‘For Such a Time as This’

This week, my husband and I celebrated our thirty-ninth anniversary. Next year, for the fortieth, there will be balloons!

I’m not going to tell you how we “gifted” one another this year, but it screams, “Gosh, you guys are getting OLD!”

The funny thing is, after thirty-nine years, we don’t need anything more. And we really wanted what we bought.

Curious?

I’m not telling!

Let’s just say we should be healthier for our fortieth next year because of it. It was the right gift for “such a time as this.”

I love Esther 4:14. That verse taught me that God puts us in situations, circumstances, and opportunities we didn’t plan for but are, nevertheless, our “appointments” with God.

Marrying Jim in 1980 was just that: God’s appointment for our lives. I’m glad we kept that one.

Queen Esther said yes too

Queen Esther was encouraged by her uncle to approach the king and beg him to spare the lives of the Jewish captives.

Her uncle said, “For if you keep silent at this time, relief and deliverance will rise for the Jews from another place, but you and your father’s house will perish.

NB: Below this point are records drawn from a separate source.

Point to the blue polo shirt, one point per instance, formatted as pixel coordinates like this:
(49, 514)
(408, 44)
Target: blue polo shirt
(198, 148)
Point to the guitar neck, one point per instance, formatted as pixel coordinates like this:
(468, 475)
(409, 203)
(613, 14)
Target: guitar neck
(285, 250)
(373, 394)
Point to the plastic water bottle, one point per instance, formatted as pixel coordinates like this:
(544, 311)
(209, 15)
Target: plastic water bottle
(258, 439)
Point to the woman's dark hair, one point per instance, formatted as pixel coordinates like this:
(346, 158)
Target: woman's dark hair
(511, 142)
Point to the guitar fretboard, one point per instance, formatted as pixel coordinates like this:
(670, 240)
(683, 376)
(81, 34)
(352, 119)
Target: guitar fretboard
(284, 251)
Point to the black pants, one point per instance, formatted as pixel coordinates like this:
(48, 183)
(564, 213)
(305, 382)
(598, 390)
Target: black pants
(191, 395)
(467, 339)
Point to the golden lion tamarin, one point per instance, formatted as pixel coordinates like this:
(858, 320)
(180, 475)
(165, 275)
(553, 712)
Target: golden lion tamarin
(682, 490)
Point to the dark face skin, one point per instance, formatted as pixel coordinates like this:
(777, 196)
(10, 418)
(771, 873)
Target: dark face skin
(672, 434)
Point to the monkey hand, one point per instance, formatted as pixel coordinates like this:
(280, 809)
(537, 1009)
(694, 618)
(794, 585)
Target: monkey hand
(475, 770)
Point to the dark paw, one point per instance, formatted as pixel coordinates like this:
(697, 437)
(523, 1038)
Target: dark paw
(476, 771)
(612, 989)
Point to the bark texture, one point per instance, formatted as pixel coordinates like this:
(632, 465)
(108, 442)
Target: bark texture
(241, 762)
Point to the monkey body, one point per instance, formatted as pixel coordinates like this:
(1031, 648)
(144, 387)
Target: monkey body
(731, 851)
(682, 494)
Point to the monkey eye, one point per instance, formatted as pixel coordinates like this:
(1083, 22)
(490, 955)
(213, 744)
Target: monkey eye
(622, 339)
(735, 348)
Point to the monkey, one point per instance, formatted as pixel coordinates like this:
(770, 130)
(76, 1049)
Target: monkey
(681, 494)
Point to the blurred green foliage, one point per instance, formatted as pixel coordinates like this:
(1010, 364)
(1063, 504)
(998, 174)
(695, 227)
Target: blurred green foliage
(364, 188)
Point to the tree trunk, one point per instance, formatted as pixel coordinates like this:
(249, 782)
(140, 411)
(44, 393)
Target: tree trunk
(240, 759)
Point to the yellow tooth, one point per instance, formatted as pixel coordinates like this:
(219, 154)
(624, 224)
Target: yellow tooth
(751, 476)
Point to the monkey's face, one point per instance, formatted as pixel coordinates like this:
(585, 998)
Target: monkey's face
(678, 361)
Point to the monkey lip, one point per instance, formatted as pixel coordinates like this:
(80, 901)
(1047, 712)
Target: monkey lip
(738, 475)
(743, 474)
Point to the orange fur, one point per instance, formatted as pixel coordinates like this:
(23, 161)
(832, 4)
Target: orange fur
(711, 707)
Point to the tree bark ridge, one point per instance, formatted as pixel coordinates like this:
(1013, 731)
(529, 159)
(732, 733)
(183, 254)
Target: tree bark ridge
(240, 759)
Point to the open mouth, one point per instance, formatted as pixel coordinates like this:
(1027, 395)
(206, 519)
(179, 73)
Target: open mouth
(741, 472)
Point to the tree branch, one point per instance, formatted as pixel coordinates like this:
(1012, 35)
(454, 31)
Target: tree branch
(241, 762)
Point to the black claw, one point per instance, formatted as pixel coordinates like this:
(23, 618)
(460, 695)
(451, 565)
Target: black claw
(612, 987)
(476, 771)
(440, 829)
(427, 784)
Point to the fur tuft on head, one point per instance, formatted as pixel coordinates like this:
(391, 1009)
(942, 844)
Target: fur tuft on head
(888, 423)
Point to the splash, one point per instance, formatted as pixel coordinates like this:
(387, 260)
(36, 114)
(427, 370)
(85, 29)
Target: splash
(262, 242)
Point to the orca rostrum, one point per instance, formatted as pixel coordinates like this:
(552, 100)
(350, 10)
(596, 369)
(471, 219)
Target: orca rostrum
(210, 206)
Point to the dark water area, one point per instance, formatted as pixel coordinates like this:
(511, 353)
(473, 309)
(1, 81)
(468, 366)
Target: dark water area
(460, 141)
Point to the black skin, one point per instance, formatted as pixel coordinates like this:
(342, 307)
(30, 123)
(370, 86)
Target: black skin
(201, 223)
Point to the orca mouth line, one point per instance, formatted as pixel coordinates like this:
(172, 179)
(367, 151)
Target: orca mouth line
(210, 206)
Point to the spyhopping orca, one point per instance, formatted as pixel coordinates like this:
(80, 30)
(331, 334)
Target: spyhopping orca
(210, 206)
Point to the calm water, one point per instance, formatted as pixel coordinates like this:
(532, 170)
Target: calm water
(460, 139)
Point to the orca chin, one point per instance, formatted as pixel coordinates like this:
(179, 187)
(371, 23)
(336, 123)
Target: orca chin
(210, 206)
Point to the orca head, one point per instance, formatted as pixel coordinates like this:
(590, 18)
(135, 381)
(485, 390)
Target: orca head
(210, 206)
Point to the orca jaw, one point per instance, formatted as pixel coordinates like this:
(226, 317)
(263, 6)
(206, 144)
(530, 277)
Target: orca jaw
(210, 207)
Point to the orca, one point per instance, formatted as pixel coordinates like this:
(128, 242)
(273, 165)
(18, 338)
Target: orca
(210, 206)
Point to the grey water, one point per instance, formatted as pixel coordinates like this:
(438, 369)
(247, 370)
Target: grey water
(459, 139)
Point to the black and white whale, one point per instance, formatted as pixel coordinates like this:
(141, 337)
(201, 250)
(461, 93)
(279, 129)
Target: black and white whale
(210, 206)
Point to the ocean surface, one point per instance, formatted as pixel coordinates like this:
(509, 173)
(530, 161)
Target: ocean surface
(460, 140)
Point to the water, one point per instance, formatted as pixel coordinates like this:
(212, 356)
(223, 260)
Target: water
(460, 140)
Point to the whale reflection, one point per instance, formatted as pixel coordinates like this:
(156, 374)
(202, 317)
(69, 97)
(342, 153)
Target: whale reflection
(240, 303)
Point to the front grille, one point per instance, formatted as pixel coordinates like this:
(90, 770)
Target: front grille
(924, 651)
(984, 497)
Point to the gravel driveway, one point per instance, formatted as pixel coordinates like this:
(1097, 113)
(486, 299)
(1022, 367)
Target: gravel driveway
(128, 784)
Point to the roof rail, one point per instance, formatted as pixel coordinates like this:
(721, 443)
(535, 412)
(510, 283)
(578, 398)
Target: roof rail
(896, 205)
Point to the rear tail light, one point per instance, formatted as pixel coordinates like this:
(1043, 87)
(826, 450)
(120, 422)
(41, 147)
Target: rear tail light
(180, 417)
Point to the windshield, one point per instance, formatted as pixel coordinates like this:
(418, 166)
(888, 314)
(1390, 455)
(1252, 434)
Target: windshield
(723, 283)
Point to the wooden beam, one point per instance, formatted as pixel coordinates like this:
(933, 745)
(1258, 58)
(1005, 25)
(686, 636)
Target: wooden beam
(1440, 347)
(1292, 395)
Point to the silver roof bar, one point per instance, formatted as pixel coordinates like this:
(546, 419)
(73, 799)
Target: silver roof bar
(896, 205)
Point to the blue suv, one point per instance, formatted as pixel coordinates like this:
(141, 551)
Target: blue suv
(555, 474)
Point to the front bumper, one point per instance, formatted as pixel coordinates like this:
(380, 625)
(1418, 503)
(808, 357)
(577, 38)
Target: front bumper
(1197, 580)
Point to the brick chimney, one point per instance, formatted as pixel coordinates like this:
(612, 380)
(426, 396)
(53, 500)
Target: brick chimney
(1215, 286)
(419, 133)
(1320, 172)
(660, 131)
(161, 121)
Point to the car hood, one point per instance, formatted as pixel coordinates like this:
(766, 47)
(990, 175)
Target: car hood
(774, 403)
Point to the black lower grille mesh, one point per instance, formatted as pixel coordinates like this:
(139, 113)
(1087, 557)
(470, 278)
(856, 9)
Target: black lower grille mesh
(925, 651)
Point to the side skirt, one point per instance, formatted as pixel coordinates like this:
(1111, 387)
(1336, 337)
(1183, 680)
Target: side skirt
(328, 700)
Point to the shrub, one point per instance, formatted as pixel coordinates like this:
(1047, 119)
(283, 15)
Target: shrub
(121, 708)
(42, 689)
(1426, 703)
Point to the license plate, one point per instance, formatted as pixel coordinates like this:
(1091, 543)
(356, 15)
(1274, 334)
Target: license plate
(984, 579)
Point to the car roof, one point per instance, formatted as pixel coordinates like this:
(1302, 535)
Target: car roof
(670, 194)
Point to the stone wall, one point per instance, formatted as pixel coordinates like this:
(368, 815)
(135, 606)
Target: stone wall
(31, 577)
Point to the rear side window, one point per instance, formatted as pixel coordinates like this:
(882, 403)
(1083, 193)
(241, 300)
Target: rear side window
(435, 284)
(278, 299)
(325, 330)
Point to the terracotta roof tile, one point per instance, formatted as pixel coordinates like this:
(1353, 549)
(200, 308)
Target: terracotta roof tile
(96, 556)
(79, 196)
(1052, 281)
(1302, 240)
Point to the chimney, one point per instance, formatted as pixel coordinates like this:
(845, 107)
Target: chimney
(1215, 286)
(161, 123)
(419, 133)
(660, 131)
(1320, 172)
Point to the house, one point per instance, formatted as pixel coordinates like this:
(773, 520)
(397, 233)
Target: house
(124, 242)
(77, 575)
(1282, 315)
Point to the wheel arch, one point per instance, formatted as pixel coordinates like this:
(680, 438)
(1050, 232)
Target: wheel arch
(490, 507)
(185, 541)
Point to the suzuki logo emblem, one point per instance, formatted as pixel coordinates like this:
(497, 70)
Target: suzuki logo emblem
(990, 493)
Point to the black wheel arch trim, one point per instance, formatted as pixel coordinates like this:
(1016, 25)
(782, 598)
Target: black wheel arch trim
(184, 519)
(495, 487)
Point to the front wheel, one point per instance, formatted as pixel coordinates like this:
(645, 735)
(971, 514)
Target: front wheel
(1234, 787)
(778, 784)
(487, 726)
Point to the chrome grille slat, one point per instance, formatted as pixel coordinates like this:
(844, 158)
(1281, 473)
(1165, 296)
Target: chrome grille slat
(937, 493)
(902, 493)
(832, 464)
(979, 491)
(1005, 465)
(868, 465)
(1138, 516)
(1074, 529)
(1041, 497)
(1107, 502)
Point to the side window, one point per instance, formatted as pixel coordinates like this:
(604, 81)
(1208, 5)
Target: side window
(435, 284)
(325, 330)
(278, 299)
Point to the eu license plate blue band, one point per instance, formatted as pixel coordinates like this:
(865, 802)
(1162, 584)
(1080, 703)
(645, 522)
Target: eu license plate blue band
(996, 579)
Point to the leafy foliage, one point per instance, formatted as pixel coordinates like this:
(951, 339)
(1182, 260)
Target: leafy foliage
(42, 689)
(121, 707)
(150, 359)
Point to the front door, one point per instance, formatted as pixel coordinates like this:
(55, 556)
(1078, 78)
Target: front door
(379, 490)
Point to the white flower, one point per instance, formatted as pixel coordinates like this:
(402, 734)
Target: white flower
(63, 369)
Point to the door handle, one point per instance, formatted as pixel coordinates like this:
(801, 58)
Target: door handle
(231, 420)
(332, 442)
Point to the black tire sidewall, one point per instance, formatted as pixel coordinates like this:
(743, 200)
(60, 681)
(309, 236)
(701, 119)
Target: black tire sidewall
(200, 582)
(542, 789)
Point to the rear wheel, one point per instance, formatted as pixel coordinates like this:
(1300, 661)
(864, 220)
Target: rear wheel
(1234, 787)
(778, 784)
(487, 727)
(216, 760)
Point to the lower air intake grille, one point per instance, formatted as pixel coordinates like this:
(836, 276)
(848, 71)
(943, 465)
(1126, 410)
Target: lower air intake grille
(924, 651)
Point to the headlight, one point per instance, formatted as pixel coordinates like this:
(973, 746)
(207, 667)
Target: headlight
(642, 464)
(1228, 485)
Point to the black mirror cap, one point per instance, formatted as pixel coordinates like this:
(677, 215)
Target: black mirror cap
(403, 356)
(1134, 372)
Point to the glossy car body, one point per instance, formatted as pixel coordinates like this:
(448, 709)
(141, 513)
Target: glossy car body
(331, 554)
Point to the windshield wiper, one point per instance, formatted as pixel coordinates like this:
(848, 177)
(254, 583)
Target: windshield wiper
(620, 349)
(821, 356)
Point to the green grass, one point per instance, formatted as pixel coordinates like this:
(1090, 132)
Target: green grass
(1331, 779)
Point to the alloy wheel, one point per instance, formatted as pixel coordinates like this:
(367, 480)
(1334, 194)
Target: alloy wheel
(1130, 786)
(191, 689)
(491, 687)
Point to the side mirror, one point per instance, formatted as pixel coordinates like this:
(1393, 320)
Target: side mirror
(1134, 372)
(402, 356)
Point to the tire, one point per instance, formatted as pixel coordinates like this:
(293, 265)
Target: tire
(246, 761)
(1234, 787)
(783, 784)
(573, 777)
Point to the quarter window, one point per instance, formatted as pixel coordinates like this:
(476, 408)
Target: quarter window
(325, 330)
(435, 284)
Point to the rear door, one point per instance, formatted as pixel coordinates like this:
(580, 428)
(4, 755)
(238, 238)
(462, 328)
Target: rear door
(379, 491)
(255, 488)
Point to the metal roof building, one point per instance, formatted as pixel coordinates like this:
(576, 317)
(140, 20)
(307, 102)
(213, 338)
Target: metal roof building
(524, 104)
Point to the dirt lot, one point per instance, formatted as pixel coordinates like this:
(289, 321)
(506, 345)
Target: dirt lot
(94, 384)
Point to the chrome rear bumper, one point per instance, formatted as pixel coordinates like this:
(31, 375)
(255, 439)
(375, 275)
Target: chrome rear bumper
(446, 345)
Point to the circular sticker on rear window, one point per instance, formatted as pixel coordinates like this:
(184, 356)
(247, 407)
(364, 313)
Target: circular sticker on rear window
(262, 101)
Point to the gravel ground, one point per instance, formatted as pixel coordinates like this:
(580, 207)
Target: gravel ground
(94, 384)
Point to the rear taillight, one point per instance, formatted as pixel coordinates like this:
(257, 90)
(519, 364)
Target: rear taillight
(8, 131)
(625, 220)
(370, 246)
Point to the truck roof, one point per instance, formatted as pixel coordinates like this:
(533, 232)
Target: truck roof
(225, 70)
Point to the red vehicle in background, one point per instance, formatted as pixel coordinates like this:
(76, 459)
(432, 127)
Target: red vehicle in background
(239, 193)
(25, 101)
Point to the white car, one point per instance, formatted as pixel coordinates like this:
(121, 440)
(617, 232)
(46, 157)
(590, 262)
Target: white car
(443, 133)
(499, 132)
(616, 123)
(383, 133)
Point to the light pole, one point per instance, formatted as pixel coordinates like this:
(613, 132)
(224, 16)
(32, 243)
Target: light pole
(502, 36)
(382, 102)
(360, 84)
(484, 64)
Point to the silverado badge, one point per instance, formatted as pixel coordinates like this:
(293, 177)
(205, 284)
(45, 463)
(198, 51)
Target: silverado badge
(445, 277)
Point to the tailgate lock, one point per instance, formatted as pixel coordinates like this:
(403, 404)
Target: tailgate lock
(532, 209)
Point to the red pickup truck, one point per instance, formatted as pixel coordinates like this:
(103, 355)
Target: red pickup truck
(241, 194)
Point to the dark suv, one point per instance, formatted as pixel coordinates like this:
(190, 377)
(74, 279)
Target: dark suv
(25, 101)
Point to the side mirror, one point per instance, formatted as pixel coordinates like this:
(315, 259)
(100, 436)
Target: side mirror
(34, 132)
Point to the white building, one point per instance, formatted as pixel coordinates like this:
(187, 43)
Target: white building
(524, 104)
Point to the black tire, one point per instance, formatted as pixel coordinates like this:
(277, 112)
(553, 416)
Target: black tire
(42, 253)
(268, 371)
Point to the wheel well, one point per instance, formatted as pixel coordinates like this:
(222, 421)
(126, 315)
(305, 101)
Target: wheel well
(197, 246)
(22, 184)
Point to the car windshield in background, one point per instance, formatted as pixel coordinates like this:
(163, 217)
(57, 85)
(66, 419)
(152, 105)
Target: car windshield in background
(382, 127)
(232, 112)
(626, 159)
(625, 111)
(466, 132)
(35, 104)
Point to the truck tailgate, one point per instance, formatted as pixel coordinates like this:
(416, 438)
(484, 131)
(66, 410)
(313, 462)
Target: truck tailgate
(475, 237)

And who knows whether you have not come to the kingdom for such a time as this?” (Esther 4:14).

Esther was not the person people would have nominated to save a nation, but she was the person God chose to use.

Why did Esther save her people?

She sacrificed her own plans and kept God’s appointment instead.

Is that the theme of your favorite Bible story as well?

Keep God’s appointments

  • Abraham packed up his family and left the only home he had ever known. He didn’t know where he was going, but he knew the One who had told him to go.
  • David could have made himself king much earlier but waited in exile until God said it was time.
  • Peter left his lucrative fishing business under the administration of others in order to follow Jesus.
  • Paul was on the Pharisees’ ladder of success when he met Jesus on the road to Damascus.

There are also stories of people who didn’t keep God’s appointment:

  • Moses brought the people to the edge of the Promised Land, but fear and listening to the wrong advice kept him from making it his home.
  • The rich young ruler chose to keep his “stuff” instead of his appointment with God.
  • Countless Jewish religious leaders chose to teach their ideas about the Messiah but didn’t follow him when they had the chance. In fact, most wanted him to die. Instead of keeping their appointment with God, they created their Messiah’s appointment with a cross.

One of the central themes of Scripture is worth noting: God sets appointments for people.

Those appointments are our greatest opportunities to obey God, fulfill his plans, and earn his favor and blessings. Those opportunities will provide fulfillment and joy for our earthly lives.

But, we have to choose to keep our appointments.

Choose whom you will serve

Jim and I both had other “options,” but thankfully we chose one another.

Jim could have chosen someone who loved touring every church and every museum on vacation. Jim could have chosen someone who loved reading every word of every display in those places.

He didn’t.

I could have chosen someone who loved to dance or loved the beach. I could have chosen someone who enjoyed parties and movies with a plot instead of aliens and explosions.

I didn’t.

Instead, we both chose to keep the appointment God arranged. We chose each other and, as “iron sharpens iron,” we are blessed as a result.

We have been able to serve God together, and we have helped each other recognize and keep other “God appointments” as well. (Unless those appointments were at a random museum . . . . I might have kept Jim from a few of those.)

Listen for God’s appointments

None of us ever would have heard of Queen Esther if she had said no to her appointment with God.

She had a choice and she made it. She chose to be brave. She chose to change her plans. She chose to risk everything in order to keep God’s appointment. She chose well!

Another of my favorite Bible verses says, “And your ears shall hear a word behind you, saying, ‘This is the way, walk in it,’ when you turn to the right or when you turn to the left” (Isaiah 30:21).

This life is a journey, but none of us walks it alone. God is there and he speaks. Through his Holy Spirit, we can recognize the many appointments he wants us to keep. They will be different than what you have planned. They will probably interrupt whatever you wanted to do. They might even require you to make a sacrifice.

But, if the voice behind you, or within you, says, “This is the way, walk in it,” choose to go. God wants to guide you through your most important decisions.

I’m grateful that when I considered marriage, I asked God for his direction. That choice made all the difference.

God’s forgiveness is available when we don’t ask. God’s favor is promised when we choose to obey his voice. Desire his favor instead of depending on his forgiveness and your life will be blessed now and eternally.

Are you reading these words “for such a time as this?”